The work follows on from a 2011 study when, Avindra Nath and his colleagues found that proteins synthesized by HERV-K were concentrated in the brains of patients with the disease.
But there are still questions to be answered.
“Perhaps most fundamental is the proverbial chicken and egg challenge: Is the activation of HERV-K a cause or a consequence of motor neuron degeneration? In this context, the most compelling aspect of their transgenic mouse work is the finding that elevated expression of the HERV-K env protein is directly pathogenic to motor neurons,” an accompanying analysis in the journal said.
Humans have for generations been passing on genetic remnants of HERV infections that may have happened millions of years ago. Although nearly 8% of the normal human genome is made up of these genes, very little is known about their role in health and disease.

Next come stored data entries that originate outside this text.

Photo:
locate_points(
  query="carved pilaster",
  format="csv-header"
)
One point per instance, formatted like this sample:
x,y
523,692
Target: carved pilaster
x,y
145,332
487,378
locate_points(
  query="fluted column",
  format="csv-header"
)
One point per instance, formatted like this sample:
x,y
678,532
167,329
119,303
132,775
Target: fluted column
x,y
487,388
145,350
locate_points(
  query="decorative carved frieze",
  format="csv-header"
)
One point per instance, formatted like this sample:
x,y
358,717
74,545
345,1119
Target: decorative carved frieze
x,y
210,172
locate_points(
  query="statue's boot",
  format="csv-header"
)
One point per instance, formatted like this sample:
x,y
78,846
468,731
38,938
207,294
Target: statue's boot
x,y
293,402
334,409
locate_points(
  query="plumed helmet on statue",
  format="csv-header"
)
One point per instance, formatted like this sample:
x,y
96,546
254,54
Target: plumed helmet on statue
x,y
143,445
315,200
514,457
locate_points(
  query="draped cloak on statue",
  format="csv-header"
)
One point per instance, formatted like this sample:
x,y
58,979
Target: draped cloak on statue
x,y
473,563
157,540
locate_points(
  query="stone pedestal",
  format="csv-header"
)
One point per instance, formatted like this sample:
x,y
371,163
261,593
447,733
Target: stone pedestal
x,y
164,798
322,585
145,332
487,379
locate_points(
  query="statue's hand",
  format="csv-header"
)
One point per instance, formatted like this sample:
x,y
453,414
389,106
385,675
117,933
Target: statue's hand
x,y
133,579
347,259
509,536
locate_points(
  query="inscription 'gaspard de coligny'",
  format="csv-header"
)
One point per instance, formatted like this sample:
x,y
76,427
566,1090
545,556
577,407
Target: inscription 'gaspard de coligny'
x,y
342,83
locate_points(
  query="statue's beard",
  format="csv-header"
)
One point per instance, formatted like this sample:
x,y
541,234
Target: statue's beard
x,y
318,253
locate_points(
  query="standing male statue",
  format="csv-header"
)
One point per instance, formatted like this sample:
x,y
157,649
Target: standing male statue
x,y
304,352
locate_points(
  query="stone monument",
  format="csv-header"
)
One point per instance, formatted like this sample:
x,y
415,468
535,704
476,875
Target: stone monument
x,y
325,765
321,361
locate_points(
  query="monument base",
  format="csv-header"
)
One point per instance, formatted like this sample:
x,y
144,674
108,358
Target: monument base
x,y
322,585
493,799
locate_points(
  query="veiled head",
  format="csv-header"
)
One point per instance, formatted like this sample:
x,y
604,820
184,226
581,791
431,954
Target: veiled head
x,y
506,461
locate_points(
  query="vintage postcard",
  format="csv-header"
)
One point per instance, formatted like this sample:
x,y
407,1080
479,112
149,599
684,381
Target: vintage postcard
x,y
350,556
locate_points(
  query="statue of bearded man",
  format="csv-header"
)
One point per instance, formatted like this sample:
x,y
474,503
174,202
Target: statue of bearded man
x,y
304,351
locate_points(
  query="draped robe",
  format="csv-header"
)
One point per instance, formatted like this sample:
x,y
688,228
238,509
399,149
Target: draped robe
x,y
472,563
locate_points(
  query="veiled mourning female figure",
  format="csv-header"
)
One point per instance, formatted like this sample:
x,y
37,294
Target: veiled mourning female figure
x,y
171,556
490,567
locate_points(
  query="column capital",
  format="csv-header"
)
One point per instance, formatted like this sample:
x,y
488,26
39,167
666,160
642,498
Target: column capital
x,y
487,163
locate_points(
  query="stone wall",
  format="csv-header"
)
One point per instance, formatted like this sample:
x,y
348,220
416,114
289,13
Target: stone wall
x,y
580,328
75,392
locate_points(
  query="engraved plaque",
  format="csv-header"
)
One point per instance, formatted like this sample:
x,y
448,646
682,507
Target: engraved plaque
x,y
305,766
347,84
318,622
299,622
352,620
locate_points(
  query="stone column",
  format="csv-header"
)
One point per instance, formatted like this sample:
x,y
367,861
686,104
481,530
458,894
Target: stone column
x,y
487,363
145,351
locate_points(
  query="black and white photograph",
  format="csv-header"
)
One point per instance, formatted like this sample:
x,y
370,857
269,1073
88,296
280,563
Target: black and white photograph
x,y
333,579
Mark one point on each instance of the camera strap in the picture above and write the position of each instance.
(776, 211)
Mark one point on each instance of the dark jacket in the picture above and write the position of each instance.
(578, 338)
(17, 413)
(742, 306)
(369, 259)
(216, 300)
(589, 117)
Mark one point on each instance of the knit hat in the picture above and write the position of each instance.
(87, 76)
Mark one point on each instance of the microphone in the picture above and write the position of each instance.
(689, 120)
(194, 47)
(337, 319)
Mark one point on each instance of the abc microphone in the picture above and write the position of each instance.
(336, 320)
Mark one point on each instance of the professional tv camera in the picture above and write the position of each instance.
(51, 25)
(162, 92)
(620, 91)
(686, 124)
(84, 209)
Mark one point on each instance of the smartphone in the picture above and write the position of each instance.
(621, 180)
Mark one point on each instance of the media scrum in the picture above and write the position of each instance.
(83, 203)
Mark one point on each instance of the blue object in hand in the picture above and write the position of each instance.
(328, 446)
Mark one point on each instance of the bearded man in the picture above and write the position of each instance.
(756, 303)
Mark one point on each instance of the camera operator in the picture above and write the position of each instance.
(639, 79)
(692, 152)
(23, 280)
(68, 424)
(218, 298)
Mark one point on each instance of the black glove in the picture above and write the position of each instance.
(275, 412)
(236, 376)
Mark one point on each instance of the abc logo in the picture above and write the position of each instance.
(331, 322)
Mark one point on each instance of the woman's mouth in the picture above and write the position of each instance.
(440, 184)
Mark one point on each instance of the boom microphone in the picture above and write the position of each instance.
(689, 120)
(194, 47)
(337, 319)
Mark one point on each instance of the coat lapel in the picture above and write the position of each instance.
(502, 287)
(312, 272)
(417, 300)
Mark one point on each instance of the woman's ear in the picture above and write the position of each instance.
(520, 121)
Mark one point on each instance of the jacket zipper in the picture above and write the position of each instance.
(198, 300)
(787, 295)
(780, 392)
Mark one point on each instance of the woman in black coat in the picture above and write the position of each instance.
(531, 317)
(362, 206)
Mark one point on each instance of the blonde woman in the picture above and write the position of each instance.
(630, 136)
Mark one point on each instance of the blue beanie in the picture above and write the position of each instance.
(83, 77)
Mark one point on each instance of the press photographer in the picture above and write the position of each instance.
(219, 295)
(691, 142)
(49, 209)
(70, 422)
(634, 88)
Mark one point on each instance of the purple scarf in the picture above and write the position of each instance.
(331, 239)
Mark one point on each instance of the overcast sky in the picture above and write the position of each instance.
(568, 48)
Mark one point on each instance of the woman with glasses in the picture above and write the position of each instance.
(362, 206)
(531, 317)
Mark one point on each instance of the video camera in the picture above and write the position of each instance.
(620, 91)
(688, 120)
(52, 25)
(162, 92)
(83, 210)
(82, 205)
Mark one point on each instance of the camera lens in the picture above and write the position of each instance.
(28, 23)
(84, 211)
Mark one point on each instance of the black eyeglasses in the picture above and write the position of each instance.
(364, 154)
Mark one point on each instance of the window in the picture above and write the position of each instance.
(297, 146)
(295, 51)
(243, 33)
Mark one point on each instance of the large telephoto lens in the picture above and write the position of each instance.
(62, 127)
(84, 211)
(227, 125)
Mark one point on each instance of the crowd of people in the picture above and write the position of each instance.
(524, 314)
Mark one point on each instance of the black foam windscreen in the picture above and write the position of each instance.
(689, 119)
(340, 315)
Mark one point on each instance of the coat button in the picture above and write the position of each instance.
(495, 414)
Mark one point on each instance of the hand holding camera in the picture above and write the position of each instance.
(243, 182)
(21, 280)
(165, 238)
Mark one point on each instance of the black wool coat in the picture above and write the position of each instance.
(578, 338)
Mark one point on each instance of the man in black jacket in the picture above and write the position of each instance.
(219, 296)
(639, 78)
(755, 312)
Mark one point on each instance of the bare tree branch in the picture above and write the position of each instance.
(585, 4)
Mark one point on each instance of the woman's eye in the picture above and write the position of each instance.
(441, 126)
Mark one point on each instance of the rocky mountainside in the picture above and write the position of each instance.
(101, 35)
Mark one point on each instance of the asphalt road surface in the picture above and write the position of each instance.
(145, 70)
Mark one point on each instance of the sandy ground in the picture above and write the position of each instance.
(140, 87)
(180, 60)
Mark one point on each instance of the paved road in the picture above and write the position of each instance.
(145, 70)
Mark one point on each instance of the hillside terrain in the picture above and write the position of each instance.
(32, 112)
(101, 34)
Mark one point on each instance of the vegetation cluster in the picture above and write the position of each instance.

“People call the genes for these viruses junk DNA. Our results suggest they may become activated during ALS,” said Nath, clinical director at the NIH’s National Institute of Neurological Disorders and Stroke and a senior author of the study.
“Ultimately we hope the results will lead to effective treatments for a heartbreaking disorder.”
Lou Gehrig’s disease, or amyotrophic lateral sclerosis (ALS), is a progressive and fatal neurodegenerative disease which destroys the motor neurons that control speech, movement, swallowing and breathing.
On rare occasions, HIV-infected, AIDS patients develop ALS-like symptoms. In many of these patients, the symptoms can be reversed by treatment with antiretroviral drugs.